Library to offer locks for laptops
Olin Library will soon take steps to prevent laptop burglary by making laptop locks available for checkout.
After last year’s spike in laptop thefts from the library, former Student Union Senator senior Eric Schwartz has been working with the library administration to find a solution to this problem. The thefts occur when students leave their computers unattended and take a break to head to the bathroom or to Whispers, the first-floor café.
Schwartz was the student liaison to the library last semester.
“One thing that was brought up by several people was that it would be nice if when you’re there working you could have some way to leave your laptops secure,” Schwartz said.
The library has already ordered a dozen laptop locks, according to Shirley Baker, vice chancellor for scholarly resources and dean of University libraries. These locks will be advertised the locks as part of a pilot program as soon as the shipment arrives, and if students use them, the library will order more.
The locks cost about $50 each and are funded through the library’s technology budget. They will be free for checkout from Olin Library’s circulation desk.
Some students are looking forward to the locks.
“It’s really inconvenient to have to take my laptop down to Whispers when I want to get some food,” freshman Taylor Docking said.
Others student cite the inconvenience of obtaining a lock as a potential hindrance to the program.
“If I had to go out of my way to obtain the lock, I wouldn’t use it,” freshman David Glaubke said.
Although they don’t want their laptops stolen, the vast majority of students interviewed are comfortable with leaving their belongings out in the library as long as there are people there to watch them.
“I trust my fellow students, that they would stop someone if someone was stealing something,” freshman Tim Cooney said.
Sophomore Mohit Harsh agreed. He said that he wouldn’t use the locks because laptop theft has not affected him personally. “I haven’t had a problem with it yet, which is probably bad reasoning, but I have enough faith in the Wash. U. community to leave my stuff,” he said.
Freshman Rose Miller has another idea about why students are accustomed to leaving their belongings unprotected.

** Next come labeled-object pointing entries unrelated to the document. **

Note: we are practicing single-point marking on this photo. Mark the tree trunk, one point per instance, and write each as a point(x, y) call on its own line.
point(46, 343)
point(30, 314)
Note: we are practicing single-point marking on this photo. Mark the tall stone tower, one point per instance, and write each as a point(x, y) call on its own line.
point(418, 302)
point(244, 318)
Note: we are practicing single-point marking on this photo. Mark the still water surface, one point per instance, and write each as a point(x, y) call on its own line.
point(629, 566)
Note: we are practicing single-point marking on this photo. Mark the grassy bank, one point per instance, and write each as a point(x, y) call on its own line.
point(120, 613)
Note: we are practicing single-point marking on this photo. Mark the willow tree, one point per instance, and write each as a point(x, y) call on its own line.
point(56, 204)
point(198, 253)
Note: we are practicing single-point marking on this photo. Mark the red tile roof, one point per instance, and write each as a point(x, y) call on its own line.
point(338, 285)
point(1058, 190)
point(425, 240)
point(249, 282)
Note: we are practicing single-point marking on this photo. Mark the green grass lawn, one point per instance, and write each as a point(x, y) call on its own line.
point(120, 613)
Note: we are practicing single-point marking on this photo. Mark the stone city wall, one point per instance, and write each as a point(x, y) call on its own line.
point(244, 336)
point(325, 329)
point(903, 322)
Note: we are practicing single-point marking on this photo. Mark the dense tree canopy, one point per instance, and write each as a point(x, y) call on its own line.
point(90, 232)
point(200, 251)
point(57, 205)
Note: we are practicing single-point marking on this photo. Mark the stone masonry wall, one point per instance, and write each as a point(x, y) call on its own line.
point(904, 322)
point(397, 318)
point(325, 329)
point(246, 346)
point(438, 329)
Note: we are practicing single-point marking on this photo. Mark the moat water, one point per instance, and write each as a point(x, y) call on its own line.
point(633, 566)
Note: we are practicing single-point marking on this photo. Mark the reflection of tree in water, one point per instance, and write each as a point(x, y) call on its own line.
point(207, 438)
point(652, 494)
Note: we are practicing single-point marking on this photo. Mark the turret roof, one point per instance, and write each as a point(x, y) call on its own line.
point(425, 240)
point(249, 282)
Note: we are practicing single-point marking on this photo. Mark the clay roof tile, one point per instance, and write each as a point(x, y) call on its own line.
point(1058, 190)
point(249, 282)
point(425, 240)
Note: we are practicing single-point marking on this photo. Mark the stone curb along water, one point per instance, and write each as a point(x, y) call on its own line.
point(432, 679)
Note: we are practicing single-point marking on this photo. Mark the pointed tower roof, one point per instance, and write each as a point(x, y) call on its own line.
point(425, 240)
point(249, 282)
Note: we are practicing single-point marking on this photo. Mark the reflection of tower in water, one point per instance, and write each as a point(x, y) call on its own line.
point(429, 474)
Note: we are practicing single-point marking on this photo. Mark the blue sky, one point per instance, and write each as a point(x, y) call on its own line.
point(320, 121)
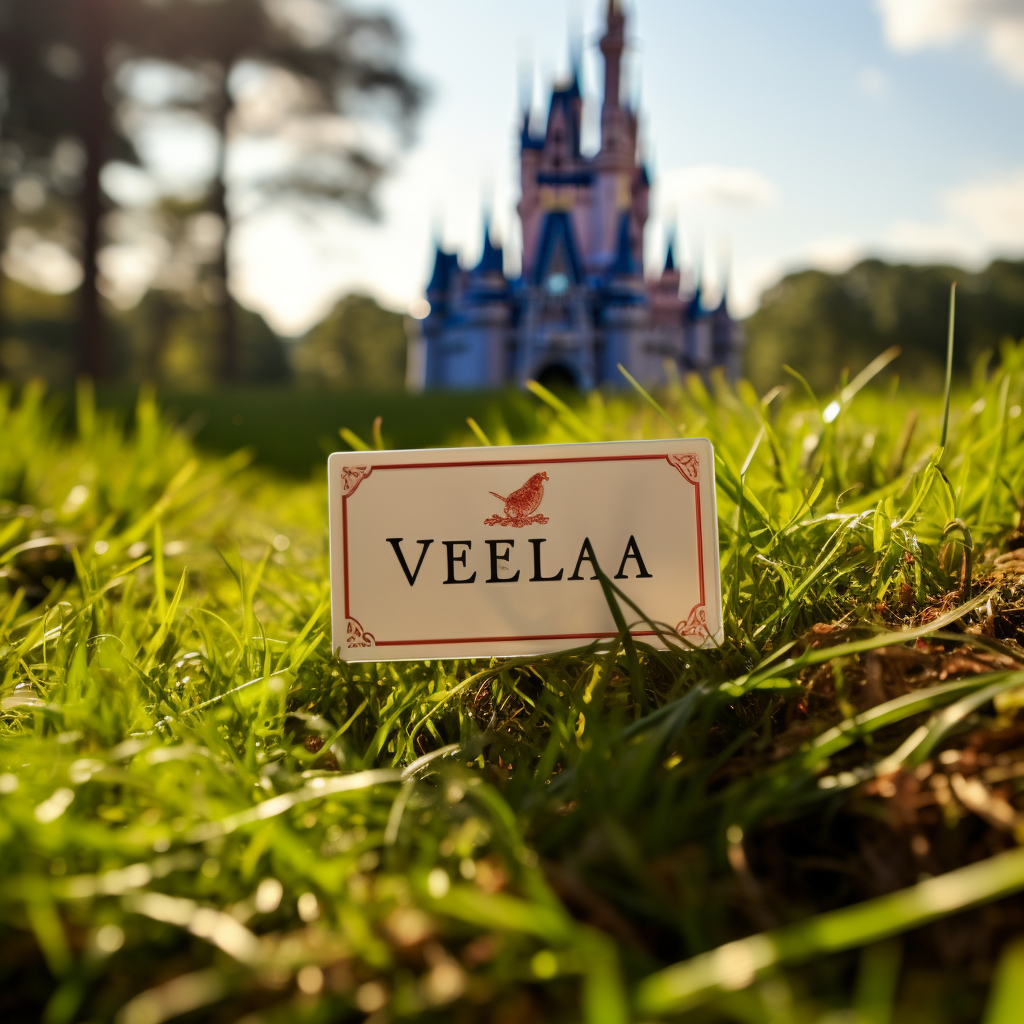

“I think people will just assume that people won’t steal them because we go to Wash. U.,” Miller said. “Most people have their own computers, so why would they take yours?”
When it comes down to it, the number of students using the locks will depend on how much students value their belongings, according to Schwartz.
“The basic stance is always, you know, the library is open. If you’re going to leave your stuff, you do that at your own risk,” Schwartz said. “If you walk away and go to the bathroom, or whatever, it’s not the library’s responsibility.”